For $\varDelta {t}\rightarrow {0}$ and $x \in X$ (X—limited set) resulting feedback Nash equilibrium strategies $\hat{u}^{NE}_i(t,x)$ in the game with dynamic updating uniformly converge to feedback Nash equilibrium with continuous updating $\widetilde{u}_i^{NE}(t,x)$:

$$\begin{aligned} \hat{u}^{NE}_i(t,x) \underset{[t_0,+ \infty )}{\rightrightarrows } \widetilde{u}^{NE}_i(t,x), \ i \in N. \end{aligned}$$

(25)

Proof

Introduce the notation: $t_j {\mathop {=}\limits ^{\text {def}}} t_0+j \varDelta t $ and let $t \in [t_j, t_{j+1}]$ for some j. According to the definition of $\hat{u}^{NE}(t,x)$ (20) we will need to show that $\Vert \widetilde{u}^{NE}_i(t,x) - u^{j,NE}_{i}(t,x) \Vert \rightarrow 0$, when $\varDelta t \rightarrow 0$.
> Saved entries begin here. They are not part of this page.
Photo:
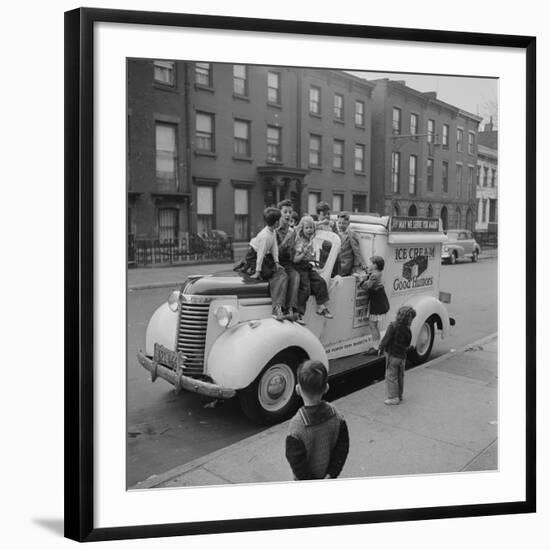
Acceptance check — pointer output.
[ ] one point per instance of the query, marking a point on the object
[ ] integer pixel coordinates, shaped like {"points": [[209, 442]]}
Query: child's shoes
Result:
{"points": [[392, 401], [277, 313]]}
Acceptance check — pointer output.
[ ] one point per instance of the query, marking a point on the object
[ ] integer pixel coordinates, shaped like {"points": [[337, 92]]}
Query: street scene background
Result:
{"points": [[196, 190]]}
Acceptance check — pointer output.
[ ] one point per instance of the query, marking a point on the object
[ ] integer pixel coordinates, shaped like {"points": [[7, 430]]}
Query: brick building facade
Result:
{"points": [[424, 155], [487, 181], [211, 144]]}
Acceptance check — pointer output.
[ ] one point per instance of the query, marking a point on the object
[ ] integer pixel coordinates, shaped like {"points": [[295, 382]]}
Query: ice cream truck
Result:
{"points": [[216, 336]]}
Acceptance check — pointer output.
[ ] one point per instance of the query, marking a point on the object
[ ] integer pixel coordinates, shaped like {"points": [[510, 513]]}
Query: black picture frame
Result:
{"points": [[79, 265]]}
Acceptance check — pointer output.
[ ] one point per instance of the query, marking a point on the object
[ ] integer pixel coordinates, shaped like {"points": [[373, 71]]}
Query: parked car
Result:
{"points": [[460, 245], [215, 335]]}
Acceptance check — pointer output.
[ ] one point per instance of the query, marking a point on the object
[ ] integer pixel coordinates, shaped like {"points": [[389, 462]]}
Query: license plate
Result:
{"points": [[167, 357]]}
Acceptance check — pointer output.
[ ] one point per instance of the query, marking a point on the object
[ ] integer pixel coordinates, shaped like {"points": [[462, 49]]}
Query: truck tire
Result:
{"points": [[424, 343], [272, 396]]}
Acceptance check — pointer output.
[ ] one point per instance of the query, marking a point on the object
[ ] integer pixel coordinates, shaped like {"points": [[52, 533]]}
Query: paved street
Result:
{"points": [[165, 430]]}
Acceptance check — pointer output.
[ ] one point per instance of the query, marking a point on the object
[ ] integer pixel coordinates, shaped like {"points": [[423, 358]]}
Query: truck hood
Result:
{"points": [[227, 283]]}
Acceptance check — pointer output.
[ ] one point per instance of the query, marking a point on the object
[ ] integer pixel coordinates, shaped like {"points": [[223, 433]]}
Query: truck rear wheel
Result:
{"points": [[424, 343], [272, 398]]}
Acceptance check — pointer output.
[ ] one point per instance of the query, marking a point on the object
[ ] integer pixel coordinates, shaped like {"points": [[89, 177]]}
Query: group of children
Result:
{"points": [[317, 443], [282, 253]]}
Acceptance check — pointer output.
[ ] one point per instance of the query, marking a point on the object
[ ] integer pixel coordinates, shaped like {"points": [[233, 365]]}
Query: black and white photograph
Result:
{"points": [[312, 278], [300, 274]]}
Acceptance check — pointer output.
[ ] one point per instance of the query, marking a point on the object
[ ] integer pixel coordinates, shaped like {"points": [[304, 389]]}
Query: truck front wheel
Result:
{"points": [[272, 398], [424, 343]]}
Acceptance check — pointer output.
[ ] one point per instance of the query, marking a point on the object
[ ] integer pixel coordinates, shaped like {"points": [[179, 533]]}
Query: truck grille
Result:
{"points": [[192, 326]]}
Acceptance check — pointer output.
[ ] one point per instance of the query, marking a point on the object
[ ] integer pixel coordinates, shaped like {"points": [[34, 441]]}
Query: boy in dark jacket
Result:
{"points": [[395, 346], [317, 443]]}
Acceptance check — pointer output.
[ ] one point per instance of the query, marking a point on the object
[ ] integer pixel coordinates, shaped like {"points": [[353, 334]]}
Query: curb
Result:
{"points": [[157, 479]]}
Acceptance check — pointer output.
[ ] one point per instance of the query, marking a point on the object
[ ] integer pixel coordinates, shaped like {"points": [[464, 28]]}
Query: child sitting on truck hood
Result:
{"points": [[262, 261]]}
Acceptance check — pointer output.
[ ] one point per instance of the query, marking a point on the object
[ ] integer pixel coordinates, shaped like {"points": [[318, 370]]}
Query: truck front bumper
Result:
{"points": [[181, 381]]}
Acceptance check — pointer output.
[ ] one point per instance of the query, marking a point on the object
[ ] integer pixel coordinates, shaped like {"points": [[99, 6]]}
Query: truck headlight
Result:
{"points": [[174, 300], [226, 316]]}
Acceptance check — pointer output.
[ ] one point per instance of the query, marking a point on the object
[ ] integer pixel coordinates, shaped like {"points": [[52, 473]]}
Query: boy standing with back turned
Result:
{"points": [[317, 443]]}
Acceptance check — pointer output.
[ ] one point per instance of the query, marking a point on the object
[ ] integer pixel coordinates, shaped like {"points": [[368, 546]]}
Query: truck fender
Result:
{"points": [[240, 353], [459, 250], [162, 329], [425, 307]]}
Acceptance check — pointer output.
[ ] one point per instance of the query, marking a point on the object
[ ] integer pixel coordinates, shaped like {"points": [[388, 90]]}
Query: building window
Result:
{"points": [[315, 150], [445, 176], [445, 137], [359, 156], [203, 74], [395, 175], [338, 154], [204, 132], [471, 180], [205, 209], [313, 199], [166, 155], [164, 72], [241, 231], [315, 100], [338, 107], [274, 87], [471, 143], [240, 80], [396, 121], [430, 174], [337, 203], [459, 139], [413, 161], [273, 144], [359, 113], [241, 132], [414, 124], [359, 203], [458, 180], [431, 130], [492, 210], [168, 224]]}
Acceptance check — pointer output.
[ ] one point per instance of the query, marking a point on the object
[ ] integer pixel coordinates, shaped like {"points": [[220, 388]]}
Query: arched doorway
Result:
{"points": [[444, 218], [469, 219]]}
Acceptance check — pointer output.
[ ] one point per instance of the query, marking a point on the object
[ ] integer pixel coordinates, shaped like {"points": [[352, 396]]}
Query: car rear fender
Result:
{"points": [[426, 307]]}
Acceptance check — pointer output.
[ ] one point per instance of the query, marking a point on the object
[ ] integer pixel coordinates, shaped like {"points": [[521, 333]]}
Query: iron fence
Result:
{"points": [[191, 248]]}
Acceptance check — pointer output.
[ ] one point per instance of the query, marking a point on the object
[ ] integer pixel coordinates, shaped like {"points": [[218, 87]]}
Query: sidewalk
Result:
{"points": [[172, 276], [447, 422]]}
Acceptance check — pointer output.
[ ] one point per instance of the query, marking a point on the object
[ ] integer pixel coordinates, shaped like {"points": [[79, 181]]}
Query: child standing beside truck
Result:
{"points": [[310, 281], [378, 302], [395, 345], [317, 443]]}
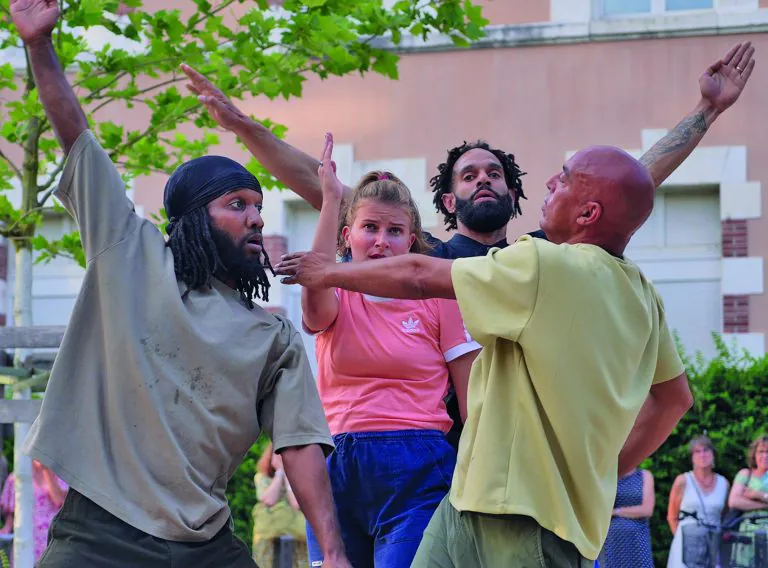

Consider the expressions for $\widetilde{u}^{NE}_i$ and $u^{j,NE}_{i}:$

$$\begin{aligned} \widetilde{u}^{NE}_i(t,x)= & {} - R_{ii}^{-1} B'_{i} K_i(0) \overline{T}x, \\ u^{j,NE}_{i}(t,x)= & {} - R_{ii}^{-1} B'_{i} K_i \left( \frac{t-t_j}{\overline{T}} \right) \overline{T}x. \end{aligned}$$

From Taylor decomposition for K(t) at the point $t=0$ we obtain:

$$\begin{aligned} \Vert \widetilde{u}^{NE}_i(t,x) - u^{j,NE}_{i}(t,x) \Vert \le \Vert R_{ii}^{-1} B'_{i} \Vert \Vert x\Vert \left( \left\| \dot{K}(0) \right\| \frac{\varDelta t}{\overline{T}} + o(\varDelta t) \right) . \end{aligned}$$

(26)

When $\varDelta t \rightarrow 0$ the right hand side of (26) converges to zero and as a result the left hand side of (26) also converges to zero. This completes the proof.

Theorem 4

Equilibrium trajectory in the game with dynamic updating $\hat{x}^{NE}(t)$ pointwise converges to the equilibrium trajectory $\widetilde{x}^{NE}(t)$ in the game with continuous updating $\widetilde{x}^{NE}(t)$ for $\varDelta {t}\rightarrow {0}$:

$$\begin{aligned} \hat{x}^{NE}(t) \underset{[t_0,+ \infty )}{\rightarrow } \widetilde{x}^{NE}(t). \end{aligned}$$

(27)

Proof

Let $t \in [t_j, t_{j+1}]$ for some j. According to the definition of $\hat{x}^{NE}(t)$ we will need to show that $\Vert \widetilde{x}^{NE}(t) - x^{NE}_{j}(t) \Vert \rightarrow 0$ when $\varDelta t \rightarrow 0$.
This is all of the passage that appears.